[Top][All Lists]
[Date Prev][Date Next][Thread Prev][Thread Next][Date Index][Thread Index]
Re: [DotGNU]UCS4 support in Xml
From: |
Rhys Weatherley |
Subject: |
Re: [DotGNU]UCS4 support in Xml |
Date: |
Mon, 10 Mar 2003 19:01:33 +1000 |
User-agent: |
KMail/1.4.3 |
On Monday 10 March 2003 10:19 am, minddog wrote:
> Hey,
> I just added the internal XmlStreamReader class that will complement the
> normal IO StreamReader for UCS4 support.
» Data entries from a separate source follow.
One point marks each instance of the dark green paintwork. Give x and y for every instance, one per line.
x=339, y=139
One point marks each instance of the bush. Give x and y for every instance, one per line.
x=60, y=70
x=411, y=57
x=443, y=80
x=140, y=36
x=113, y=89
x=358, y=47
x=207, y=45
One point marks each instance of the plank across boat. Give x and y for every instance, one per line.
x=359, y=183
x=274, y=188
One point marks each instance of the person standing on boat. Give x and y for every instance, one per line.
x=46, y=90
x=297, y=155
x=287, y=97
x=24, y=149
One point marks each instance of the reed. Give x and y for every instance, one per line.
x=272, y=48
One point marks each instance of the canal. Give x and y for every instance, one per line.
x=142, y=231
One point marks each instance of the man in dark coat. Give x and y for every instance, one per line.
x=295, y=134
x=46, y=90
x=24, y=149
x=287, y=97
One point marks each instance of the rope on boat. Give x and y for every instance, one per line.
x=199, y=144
Heres my question though, should
> we make all handling of the encoding portations of XmlStreamReader,
> UCS4Encoding instead of Encoding? I'm not very educated on this subject,
> but UCS4 is basically a larger set of characters opposed to UCS2. Is it
> 16bit for UCS2 and 32bit for UCS4 ? Some help here might answer my own
> questions =) Thanks.
UCS-2 is the character format that is used by most of C#, and that should be
the standard way to process characters internally within the XML code.
All of the important UCS-4 characters can be represented in UCS-2, either
directly as 16-bit values, or as pairs of 16-bit values (called surrogates).
This gives an effective character set size of about 20 bits, which is pretty
huge (over 1 million characters).
The UCS4Encoding class already takes care of converting 32-bit sequences into
16-bit UCS-2 on the fly, inserting surrogates where necessary. You should
stick to UCS-2 everywhere else in the XML code, including in XmlStreamReader.
It isn't worth using UCS-4 as the standard character set elsewhere.
Cheers,
Rhys.